Many of The Beatles‘ songs reached No. 1. For example, one of their early tracks prevented Lesley Gore’s “You Don’t Own Me” from topping the charts in the United States. Notably, a famous musician produced “You Don’t Own Me.”

What Quincy Jones thought when he 1st heard Lesley Gore’s ‘You Don’t Own Me’

Lesley Gore was a pop singer most known for her Quincy Jones-produced smash “It’s My Party.” During an interview with Billboard, Gore discussed the origin of “You Don’t Own Me.” “I was up at Grossinger’s Resort [in the Catskills] doing a record hop … these two guys from Philadelphia came up to me at the pool and invited me into this cabana to listen to a song,” she recalled. 

“They played ‘You Don’t Own Me’ on a Saturday and on Monday I had them meet me after school in Quincy’s office,” Gore added. “They performed it for Quincy and he was convinced.”

What the song means

In a 1991 interview with NPR, Gore explained what attracted her to “You Don’t Own Me.” “At the time, I know I chose it because I know I liked the strength in the lyric,” she called. “But, for me, it was not a song about being a woman. It was about being a person, and what was involved with that. Of course, it got picked up as an anthem for women, which makes me very proud.”

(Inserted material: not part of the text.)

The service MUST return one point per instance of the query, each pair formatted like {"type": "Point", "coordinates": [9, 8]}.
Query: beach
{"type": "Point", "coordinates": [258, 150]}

One of the song’s co-writers, John Madara, said “You Don’t Own Me” has a message. “Listen to what people have to say; be kind and loving to the people you come into contact with,” he told NPR in 2019. “I think ‘You Don’t Own Me’ says that. It says, ‘Treat people fairly.’” The song would battle a less didactic song on the charts: The Beatles’ “I Want to Hold Your Hand.”

How Lesley Gore’s ‘You Don’t Own Me’ performed on the charts compared to 1 of The Beatles’ most famous songs

According to The Billboard Book of Number 1 Hits, “You Don’t Own Me” reached No. 2 while The Beatles’ “I Want to Hold Your Hand” reached No. 1. “You Don’t Own Me” stayed on the Billboard Hot 100 for 13 weeks. Aside from “It’s My Party,” none of Gore’s songs charted higher in the United States. “You Don’t Own Me” appeared on the album Lesley Gore Sings of Mixed-Up Hearts. The album reached No. 125 on the Billboard 200, staying on the chart for eight weeks.

Meanwhile, “I Want to Hold Your Hand” became a much bigger hit. For seven of its 15 weeks on the Billboard Hot 100, “I Want to Hold Your Hand” was No. 1. The song appeared on the compilation album 1962-1966. The compilation peaked at No. 3 on the Billboard 200, remaining on the chart for 175 weeks.

“You Don’t Own Me” is a classic feminist song even if “I Want to Hold Your Hand” eclipsed it commercially.